Fisher looked much happier – and a little surprised. "Thanks, Astrid."
I heard an intake of breath that sounded like it was drawn through a stuffy nose or a big mouth. Recognizing it at once, fury blossomed in my chest and I whirled around to give Scott the full brunt of my glacial glare.
"And you," I snarled before he could say anything, "Don't you know better than to pick on broken-legged nerds? For that matter, don't you put any faith in real family spirit? Your dads don't treat each other in that way! Hickory Haddock is your cousin, and since neither of you has any other family of your particular generation on this beleaguered island we all call home that should make you like brothers! Brothers look out for each other, and help each other, and they certainly don't try to crush each other!
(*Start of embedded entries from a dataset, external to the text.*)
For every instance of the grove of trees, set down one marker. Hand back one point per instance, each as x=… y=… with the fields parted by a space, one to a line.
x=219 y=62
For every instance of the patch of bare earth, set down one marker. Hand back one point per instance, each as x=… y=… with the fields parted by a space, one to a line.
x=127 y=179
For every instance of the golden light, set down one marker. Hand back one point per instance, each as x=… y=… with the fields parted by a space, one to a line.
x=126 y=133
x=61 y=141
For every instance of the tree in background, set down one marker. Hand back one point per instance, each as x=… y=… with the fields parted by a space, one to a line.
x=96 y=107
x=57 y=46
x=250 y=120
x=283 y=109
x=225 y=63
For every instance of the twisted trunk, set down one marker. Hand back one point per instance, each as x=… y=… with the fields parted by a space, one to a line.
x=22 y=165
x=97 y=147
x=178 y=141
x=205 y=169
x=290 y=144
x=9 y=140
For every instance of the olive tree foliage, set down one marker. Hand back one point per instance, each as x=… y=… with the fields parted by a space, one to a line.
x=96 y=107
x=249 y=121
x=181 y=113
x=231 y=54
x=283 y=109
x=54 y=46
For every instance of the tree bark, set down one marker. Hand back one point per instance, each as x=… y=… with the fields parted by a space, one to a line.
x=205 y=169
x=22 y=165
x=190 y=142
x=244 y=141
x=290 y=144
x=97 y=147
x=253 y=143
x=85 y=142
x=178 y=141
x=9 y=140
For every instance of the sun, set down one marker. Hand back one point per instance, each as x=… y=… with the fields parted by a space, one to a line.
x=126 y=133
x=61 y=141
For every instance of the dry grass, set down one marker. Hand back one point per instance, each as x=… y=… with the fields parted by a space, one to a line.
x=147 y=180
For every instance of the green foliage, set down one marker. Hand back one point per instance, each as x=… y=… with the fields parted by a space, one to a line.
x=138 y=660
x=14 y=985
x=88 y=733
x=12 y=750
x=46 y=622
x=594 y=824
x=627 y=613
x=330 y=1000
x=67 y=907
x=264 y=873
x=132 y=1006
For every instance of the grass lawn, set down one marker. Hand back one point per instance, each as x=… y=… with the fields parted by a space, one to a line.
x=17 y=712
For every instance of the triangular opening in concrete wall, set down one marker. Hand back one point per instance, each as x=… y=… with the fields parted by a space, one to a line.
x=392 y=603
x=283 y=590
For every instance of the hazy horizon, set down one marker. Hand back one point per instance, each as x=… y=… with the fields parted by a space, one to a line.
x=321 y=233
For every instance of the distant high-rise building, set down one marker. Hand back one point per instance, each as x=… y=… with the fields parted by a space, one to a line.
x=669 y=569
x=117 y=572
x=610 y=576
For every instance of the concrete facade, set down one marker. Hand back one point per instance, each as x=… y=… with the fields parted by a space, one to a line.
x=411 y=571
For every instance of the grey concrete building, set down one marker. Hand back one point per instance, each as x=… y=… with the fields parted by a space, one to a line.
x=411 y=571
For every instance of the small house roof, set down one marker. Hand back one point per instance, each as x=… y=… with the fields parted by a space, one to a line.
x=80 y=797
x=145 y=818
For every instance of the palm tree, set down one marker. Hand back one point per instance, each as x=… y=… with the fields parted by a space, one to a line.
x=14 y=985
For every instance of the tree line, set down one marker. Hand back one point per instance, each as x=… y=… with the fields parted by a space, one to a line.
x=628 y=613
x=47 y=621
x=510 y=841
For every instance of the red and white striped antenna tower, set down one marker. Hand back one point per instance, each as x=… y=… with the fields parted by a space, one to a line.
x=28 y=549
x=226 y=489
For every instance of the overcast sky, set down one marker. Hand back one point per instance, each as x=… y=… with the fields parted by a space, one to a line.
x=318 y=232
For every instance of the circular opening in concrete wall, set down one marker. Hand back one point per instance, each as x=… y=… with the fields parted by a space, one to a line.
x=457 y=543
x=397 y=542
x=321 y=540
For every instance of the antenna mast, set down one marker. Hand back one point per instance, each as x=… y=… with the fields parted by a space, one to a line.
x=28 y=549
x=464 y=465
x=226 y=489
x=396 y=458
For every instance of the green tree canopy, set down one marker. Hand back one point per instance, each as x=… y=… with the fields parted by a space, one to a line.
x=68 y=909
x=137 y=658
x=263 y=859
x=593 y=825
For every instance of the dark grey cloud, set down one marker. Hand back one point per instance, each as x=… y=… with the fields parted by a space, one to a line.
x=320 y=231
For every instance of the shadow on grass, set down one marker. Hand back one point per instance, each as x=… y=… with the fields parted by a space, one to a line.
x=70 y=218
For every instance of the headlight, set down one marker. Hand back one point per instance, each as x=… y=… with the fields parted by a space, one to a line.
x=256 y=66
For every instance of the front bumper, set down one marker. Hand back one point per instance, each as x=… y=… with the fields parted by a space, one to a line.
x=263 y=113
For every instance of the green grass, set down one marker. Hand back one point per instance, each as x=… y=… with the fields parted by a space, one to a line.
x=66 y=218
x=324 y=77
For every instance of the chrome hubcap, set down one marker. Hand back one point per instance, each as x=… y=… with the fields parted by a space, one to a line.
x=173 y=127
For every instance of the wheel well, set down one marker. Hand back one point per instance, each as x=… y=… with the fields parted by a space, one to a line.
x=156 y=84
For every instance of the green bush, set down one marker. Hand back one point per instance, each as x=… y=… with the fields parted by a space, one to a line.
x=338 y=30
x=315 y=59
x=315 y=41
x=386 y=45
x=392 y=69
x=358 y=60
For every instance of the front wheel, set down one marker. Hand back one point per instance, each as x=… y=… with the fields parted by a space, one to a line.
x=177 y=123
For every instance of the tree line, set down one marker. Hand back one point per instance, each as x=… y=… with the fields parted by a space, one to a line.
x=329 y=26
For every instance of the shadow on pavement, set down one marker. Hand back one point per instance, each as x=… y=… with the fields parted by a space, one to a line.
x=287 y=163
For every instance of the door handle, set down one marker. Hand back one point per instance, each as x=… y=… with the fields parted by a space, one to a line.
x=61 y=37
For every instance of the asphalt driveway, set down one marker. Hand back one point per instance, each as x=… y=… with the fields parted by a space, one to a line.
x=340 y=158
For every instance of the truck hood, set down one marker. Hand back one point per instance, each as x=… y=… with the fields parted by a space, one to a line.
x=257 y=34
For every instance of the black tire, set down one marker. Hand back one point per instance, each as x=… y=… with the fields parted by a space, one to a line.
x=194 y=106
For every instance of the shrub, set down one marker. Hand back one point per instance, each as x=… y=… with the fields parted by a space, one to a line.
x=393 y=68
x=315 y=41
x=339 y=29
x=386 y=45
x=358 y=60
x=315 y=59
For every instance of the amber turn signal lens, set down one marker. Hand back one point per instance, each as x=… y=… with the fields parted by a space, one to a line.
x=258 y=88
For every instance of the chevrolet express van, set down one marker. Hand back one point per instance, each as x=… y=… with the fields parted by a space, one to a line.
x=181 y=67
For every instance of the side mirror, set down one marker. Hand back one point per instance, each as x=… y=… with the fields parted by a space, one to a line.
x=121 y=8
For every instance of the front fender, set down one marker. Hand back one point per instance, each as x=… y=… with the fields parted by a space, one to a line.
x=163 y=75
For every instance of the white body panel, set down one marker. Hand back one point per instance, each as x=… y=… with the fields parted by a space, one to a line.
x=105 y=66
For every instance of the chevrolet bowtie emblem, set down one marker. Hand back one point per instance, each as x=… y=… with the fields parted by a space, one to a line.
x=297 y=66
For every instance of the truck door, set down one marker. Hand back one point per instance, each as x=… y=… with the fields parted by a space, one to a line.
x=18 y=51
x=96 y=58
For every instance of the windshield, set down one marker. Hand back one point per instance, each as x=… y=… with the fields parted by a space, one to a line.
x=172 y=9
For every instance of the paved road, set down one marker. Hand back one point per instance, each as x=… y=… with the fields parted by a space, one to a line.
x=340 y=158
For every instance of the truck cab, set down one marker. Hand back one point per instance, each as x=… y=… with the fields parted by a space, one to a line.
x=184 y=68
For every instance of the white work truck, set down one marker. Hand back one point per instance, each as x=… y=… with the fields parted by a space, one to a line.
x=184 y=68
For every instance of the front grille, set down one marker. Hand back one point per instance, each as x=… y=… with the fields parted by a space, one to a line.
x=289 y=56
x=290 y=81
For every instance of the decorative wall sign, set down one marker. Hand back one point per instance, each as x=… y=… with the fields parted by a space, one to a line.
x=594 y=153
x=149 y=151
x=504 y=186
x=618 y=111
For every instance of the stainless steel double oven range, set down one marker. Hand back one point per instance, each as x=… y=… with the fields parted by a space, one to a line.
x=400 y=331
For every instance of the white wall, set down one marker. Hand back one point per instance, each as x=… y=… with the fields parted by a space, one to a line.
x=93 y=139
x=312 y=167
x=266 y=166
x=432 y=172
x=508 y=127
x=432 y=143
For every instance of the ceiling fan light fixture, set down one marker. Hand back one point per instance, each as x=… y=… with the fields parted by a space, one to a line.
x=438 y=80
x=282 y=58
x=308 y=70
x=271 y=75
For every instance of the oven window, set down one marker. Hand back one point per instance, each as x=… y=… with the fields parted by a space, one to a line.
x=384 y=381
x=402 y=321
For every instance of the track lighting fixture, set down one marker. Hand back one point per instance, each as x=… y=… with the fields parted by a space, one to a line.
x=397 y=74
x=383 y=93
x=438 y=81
Show some respect for who he is and what he can do, and maybe he'll repay you in kind – if he's not doing so already and you're too knuckleheaded to notice!" I stopped, chest heaving because I'd gotten practically all of that out in one breath, and noticed that everyone was staring at me with varying expressions of astonishment.
Finally Scott spoke, in a much smaller voice. "Why do you care? You broke his leg." He sounded mystified rather than belligerent.
You know what? I don't care what anyone thinks anymore. I straightened my shoulders, swept my audience with the same cold look, and replied, "Because he's my friend now."
There was a collective intake of breath from the surrounding kids (not loud enough to be a theatrical full-audience gasp, but notable). Then Ruth's creepy giggle floated out from somewhere behind Coach Gordon.
"Friend? Boy-friend, I'd say: it would have to be love, to get involved with such a big speech!"
I considered tracking Ruth down and smashing her, but somehow the words didn't sound so bad. I guess my type really was the breakable little nerd with panic attacks and pet dragons.